Friday, November 15, 2013

Economist Attacks Ron Paul

Recently,  Ron Paul wrote  a important piece, Chained CPI Chains Taxpayers. In the piece, Dr. Paul explains how the chained CPI "is an effort to alter the perceived impact of inflation via the gimmick of 'full substitution.''"

Economist David Henderson objects to this view. He writes:
By using the words "gimmick" and "perceived," Paul makes it sound as if the purpose of the chained CPI is to trick people into thinking that their cost of living has not gone up as much as the old CPI said. That's not true. The purpose of the chained CPI is to get a more accurate read on how much the cost of living has gone up.
But how can chained CPI not be a distortion? Henderson, himself, writes:
 When the price of one good rises a lot and the price of another good rises a little or not at all, and those goods are, in many people's minds, substitutes, people will tend to substitute out of the good whose price has risen more and into the good whose price has risen less. So the purpose of the chained CPI is to take account of that in order to estimate the cost of achieving a given level of utility.
First off, if the price of one good rises and therefore I substitute a lower priced good, my standard of living has indeed been altered. If I like steak, but the price of steak rises beyond my budget and I substitute a Mrs. Stouffer's television dinner, Henderson may not see the decline in my standard of living that has occurred, nevertheless in my mind as consumer, the decline is pretty damn obvious. I have made a substitution, not because I see the two products as nearly identical but because the price increase for steak has pushed it out of my budget. Henderson is wrong in implying that because I am substituting one good for another that I see the two products as early identical.

Second, Henderson pulls out of his hat the use of "utility" as though it were somehow a calculatable cardinal number. There is no such calculatable number. Austrian economics teaches us that all we can do is rank our values on a value scale.

As Murray Rothbard put it:
It is important to realize that there is never any possibility of measuring increases or decreases in happiness or satisfaction. Not only is it impossible to measure or compare changes in the satisfaction of different people; it is not possible to measure changes in the happiness of any given person. In order for any measurement to be possible, there must be an eternally fixed and objectively given unit with which other units may be compared. There is no such objective unit in the field of human valuation.

The individual must determine subjectively for himself whether he is better or worse off as a result of any change. His preference can only be expressed in terms of simple choice, or rank. Thus, he can say, "I am better off" or "I am happier" because he went to a concert instead of playing bridge (or "I will be better off" for going to the concert), but it would be completely meaningless for him to try to assign units to his preference and say, "I am two and a half times happier because of this choice than I would have been playing bridge." Two and a half times what? There is no possible unit of happiness that can be used for purposes of comparison and, hence, of addition or multiplication. Thus, values cannot be measured; values or utilities cannot be added, subtracted, or multiplied. They can only be ranked as better or worse. A man may know that he is or will be happier or less happy, but not by "how much," not by a measurable quantity.[...].

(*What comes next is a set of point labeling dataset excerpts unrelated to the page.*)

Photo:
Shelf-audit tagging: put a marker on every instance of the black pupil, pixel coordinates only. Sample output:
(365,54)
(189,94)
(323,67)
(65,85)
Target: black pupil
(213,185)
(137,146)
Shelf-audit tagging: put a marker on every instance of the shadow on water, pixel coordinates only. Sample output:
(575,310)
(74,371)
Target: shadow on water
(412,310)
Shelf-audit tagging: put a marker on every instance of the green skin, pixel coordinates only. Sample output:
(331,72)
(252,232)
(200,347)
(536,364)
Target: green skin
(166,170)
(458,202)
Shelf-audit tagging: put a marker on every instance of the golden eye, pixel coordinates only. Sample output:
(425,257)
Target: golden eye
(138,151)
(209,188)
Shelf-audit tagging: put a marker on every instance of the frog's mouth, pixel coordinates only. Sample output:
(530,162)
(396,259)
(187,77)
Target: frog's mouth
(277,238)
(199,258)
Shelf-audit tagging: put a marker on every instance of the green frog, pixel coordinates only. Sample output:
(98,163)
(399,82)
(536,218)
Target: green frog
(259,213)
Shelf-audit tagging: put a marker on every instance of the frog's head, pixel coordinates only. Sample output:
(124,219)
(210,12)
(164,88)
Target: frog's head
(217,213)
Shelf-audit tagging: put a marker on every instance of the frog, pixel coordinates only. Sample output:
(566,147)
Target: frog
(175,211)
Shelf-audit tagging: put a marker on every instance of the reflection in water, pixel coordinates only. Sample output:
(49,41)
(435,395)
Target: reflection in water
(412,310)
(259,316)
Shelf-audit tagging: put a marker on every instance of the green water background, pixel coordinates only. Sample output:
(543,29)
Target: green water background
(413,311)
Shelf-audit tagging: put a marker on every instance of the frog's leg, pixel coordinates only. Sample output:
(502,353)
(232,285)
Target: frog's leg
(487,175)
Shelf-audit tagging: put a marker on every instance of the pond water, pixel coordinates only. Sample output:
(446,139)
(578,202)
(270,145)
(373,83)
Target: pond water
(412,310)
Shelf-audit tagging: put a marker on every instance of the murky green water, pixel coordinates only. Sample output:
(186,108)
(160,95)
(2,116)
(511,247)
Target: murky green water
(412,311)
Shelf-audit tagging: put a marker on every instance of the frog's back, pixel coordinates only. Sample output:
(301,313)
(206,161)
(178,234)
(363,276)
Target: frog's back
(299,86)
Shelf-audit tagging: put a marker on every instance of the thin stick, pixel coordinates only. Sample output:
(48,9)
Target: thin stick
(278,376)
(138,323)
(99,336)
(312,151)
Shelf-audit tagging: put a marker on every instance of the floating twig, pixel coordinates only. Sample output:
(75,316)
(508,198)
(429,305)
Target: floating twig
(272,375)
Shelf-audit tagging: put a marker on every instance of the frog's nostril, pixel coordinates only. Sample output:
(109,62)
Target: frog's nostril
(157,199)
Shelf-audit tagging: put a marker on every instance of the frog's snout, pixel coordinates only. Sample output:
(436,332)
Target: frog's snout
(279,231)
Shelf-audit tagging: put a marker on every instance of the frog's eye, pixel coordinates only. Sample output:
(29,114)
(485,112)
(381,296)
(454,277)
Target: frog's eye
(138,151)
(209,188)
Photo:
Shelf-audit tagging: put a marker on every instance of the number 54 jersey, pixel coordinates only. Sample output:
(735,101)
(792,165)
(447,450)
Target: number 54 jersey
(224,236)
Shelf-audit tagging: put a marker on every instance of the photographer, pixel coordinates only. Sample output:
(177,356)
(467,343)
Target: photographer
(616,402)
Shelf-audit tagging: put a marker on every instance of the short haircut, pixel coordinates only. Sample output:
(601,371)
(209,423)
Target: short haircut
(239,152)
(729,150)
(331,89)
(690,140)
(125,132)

Human actors value means strictly in accordance with their valuation of the ends that they believe the means can serve.[...] it must be emphasized that "utility" is not a cardinal quantity subject to the processes of measurement, such as addition, multiplication, etc. It is a ranked number expressible only in terms of higher or lower order in the preferences of men.
All that we know, when a person substitutes  product A for product B, because the price of product A has gone up, is that the new state of affairs must be a situation that is worse off for the consumer, because he chose against such selection of goods he, when the price of product A was lower.

Thus, Dr. Paul's charge that chained CPI is a gimmick that distorts the true impact of rising prices is a legitimate charge.

(ht William Hardwick)


  1. Robert, dog food and other meat byproducts are just as healthy and delicious as steak; everyone knows this!

    Let them eat dog food!

    1. Love it!

      So, if I can't afford what I love- stone crab claws, filet mignon, lamb chops- and must use canned tuna, McD's burger and goat stew as substitutes, the patrons of my restaurant will still pay happily for the less expensive item.

      Where do these submoronic tools get this shit?!?

    2. They get this submoronic shit from their teachers at Princeton, Harvard, Yale, Berkeley and other Elite Universities.

  2. This is what happens when you are way up your ivory tower and you substitute 'logical thinking', for a myopic focus of 'numbers on the left or right side of an equation' to determine 'a persons happiness'.